The biggest drawback to artillery, in its early days, was technological- in the early days, a cannon was about as likely to explode and kill its operators as it was to shoot a projectile at its target. Once gunsmiths figured out how to construct big guns that wouldn’t self-destruct when used, it was only a matter of time before artillery became a key component of warfare. And that happened long before Napoleon.
Someone here has been playing Civilization III.
Artillery, being large and cumbersome, was not particularly mobile on the battlefield and was therefore primarily used as static defensive positions or, on attack, in pre-assigned positions for long range (and therefore less accurate) preperatory bombardment. One thing Napoleon did was increase the use of horse-drawn artillery and exploit that arm’s mobility for use in offensive tactics.
Napoleon perfected a long-evolving tactic of using horse artillery in conjunction with attacking infantry. The horse artillery would (comparatively) quickly mass at key points on the line and deliver devastating fire on a small segment of the enemy while troops advanced against them. This, I am led to believe, is one of the reasons why the French so adored attacking in column: it narrowed the front so that artillery deployed to the sides of the advancing column could continue to fire on the enemy position almost to the point of infantry-to-infantry contact.

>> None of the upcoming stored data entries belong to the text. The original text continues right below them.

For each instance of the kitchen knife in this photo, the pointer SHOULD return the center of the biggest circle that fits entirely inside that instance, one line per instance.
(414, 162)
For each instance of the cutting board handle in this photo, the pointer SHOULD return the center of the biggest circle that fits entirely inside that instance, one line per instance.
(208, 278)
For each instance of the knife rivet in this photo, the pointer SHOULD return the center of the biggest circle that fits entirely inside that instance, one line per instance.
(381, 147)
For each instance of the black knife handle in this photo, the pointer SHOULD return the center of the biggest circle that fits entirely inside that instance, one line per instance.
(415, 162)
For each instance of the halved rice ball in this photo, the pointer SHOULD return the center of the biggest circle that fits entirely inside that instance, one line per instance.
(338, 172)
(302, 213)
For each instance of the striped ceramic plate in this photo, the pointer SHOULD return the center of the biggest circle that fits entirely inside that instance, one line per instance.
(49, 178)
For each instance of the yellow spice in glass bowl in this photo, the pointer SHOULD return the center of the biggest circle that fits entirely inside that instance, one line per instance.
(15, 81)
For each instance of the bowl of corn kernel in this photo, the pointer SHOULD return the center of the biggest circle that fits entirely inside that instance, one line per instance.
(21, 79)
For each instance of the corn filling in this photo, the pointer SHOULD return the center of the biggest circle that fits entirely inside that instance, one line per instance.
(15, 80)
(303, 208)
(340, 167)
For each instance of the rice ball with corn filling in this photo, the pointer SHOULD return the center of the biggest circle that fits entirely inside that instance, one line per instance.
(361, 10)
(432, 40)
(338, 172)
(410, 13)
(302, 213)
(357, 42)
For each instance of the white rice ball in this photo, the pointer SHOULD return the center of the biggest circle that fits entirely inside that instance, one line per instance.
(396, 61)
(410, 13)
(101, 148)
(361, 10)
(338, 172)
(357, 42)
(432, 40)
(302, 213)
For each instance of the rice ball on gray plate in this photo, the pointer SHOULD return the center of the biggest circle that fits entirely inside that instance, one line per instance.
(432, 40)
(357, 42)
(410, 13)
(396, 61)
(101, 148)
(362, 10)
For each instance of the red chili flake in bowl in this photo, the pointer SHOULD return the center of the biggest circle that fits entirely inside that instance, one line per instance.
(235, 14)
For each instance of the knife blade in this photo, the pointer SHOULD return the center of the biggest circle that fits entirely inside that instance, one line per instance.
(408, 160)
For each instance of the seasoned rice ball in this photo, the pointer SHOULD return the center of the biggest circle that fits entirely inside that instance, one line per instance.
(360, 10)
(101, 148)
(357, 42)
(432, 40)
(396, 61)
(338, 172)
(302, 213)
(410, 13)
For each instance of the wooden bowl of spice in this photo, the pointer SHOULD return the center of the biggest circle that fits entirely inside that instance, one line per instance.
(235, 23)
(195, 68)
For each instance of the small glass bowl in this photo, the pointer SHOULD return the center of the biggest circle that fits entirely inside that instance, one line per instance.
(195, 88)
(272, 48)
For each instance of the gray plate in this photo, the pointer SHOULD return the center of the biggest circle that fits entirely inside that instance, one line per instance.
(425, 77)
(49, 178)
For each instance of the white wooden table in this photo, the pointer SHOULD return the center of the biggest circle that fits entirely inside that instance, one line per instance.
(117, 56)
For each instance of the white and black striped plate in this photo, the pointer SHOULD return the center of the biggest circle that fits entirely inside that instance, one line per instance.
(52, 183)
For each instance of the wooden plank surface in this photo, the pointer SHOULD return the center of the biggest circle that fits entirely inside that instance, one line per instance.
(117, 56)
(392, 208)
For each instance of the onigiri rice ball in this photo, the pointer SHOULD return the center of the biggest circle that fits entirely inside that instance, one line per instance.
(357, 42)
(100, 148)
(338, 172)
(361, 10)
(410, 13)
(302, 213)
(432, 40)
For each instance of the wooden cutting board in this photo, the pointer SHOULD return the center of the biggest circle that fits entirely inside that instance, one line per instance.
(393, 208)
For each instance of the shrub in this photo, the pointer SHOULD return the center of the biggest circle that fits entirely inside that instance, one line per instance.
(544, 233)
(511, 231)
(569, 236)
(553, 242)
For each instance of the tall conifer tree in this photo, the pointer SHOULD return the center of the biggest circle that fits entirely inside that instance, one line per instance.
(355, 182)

It should be noted, however, that this tactic wasn’t particularly new or innovative in the broad sense, it was rather the result of the perfection of a number of techniques and technologies which allowed horsedrawn artillery to be used in the way Napoleon chose to employ them. These included the use of lighter barrels, the Gribeuval system of interchangeability and integration, and intensive tactical training. Over 150 years previously, the ingenious Gustavus Adolphus used light foot-drawn artillery for virtually the same purpose.
I’m sorry, that’s “Gribeauval.”
Bonaparte the first to use artillery effectively, no. The first to effectively use artillery in an offensive role, yes. The Russians had a well disserved reputation for the use of artillery in a defensive role at the turn of the 18th Century. Napoleon I, by virtue of training as a junior officer and the standardization of guns and the increased mobility of field artillery during the period just before, during and right after the French Revolution and the development of bigger and more hard hitting guns was able to transform the use of field artillery. His technique was to maneuver his guns and mass them to pound an enemy position to prepare for an infantry/artillery assault. In addition, Napoleon had the advantage of guns that were sufficiently mobile that the guns could actually go forward on the flanks of the assault to break up strong points. Prior to the Napoleonic Wars field artillery was restricted to fixed positions and defensive fire.
Note that Bonaparte’s training as an artillerist was an unusual trait for a general. Most large unit commanders were cavalrymen, as was Blucher, or had nominal experience as an infantry company and field officer, as in the case of Wellington. As a practical matter the experience that counted in reaching high command was as a courtier or the sprig of a family of middling nobility. The French Army of the Napoleonic Period was different because its commanders had actual experience lower down the pole.
It is also worth noting that the development of rifled muskets with their increased effective range pretty well put an end to the Napoleonic technique of massing field artillery at relatively close range to batter a hole in the opposing formations. For example, compare the attempt to bring up guns in support of Pickett’s Charge and Napoleon’s use of artillery at Jena. With the development of rifled muskets the gun crews could not remain alive long enough to lay effective artillery fire on the target, nor could the guns be brought into position because the horses that dragged the guns and ammunition carts around were even more susceptible to rifle/musketry fire than the gun crews.
This thread is really making me want to dig around for my Sharpe tapes.